FACT SHEET: NEW LAW REQUIRES ADDITIONAL TRAINING REQUIREMENTS FOR RCFE ADMINISTRATORS AND STAFF

Click here for printable fact sheet: SB 911 (Block) Residential care facilities for the elderly

Background: The California Department of Social Services (CDSS) oversees licensing and regulation of Residential Care Facilities for the Elderly (RCFEs). RCFEs are also known as assisted living facilities, retirement homes, and board and care homes. RCFEs provide housing and services to persons 60 years of age and over and persons under 60 with compatible needs. RCFE employees supervise and assist older adults with activities of daily living, such as bathing and dressing.

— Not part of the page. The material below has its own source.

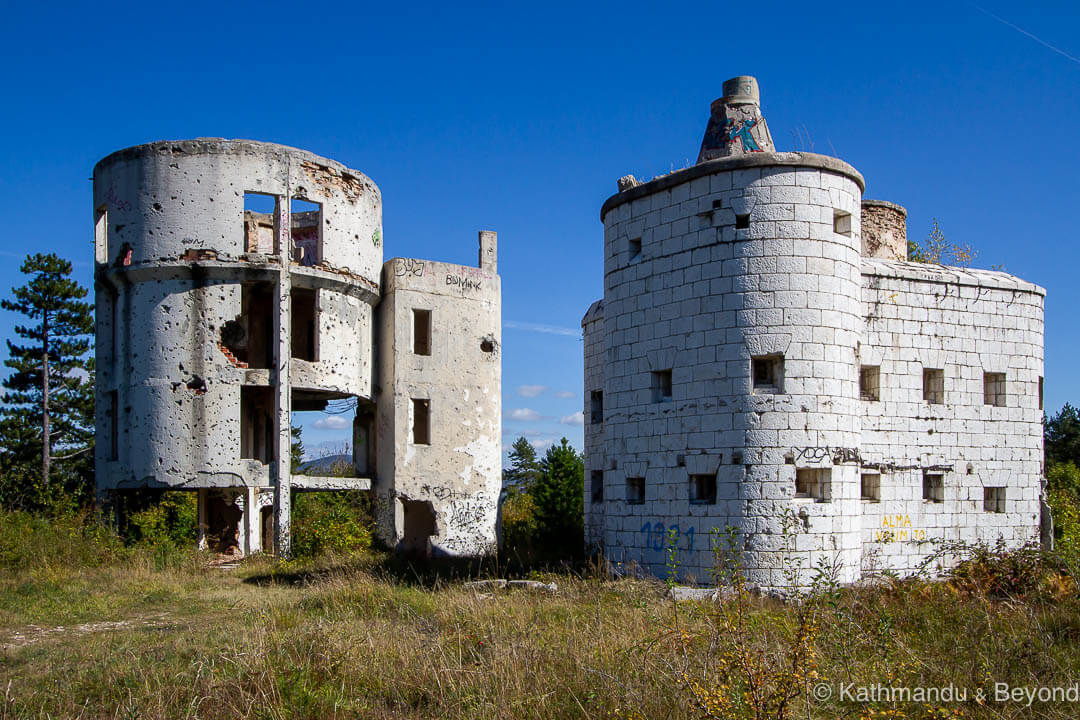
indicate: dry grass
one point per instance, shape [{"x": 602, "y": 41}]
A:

Old law: A license applicant and RCFE administrator is required to complete a certification program, which includes a minimum of 40 hours of classroom instruction. The certification is valid for two years and recertification requires 40 hours of continuing education. Staff members who provide direct care must receive 10 hours of initial training within the first four weeks of employment and at least 4 hours annually.

Issue: Over 7,500 RCFEs with 174,000 beds are licensed with CDSS. These facilities now serve more residents with serious health problems and higher levels of dementia than in previous years. Although residents’ health care needs are greater, many administrators and direct care staff do not have sufficient qualifications and training to meet the residents’ particular needs, which may place RCFE residents at risk.

New law: RCFE administrators training requirements are increased from 40 to 80 hours. Facilities must employ trained medical personnel if residents with certain health conditions are accepted and retained. Direct staff employees must complete an increased number of hours of initial training, either 24 hours or 10 hours, depending on the number of residents. Facilities are prohibited from retaliating against an employee or resident who calls 911 when a resident is injured and in need of medical care.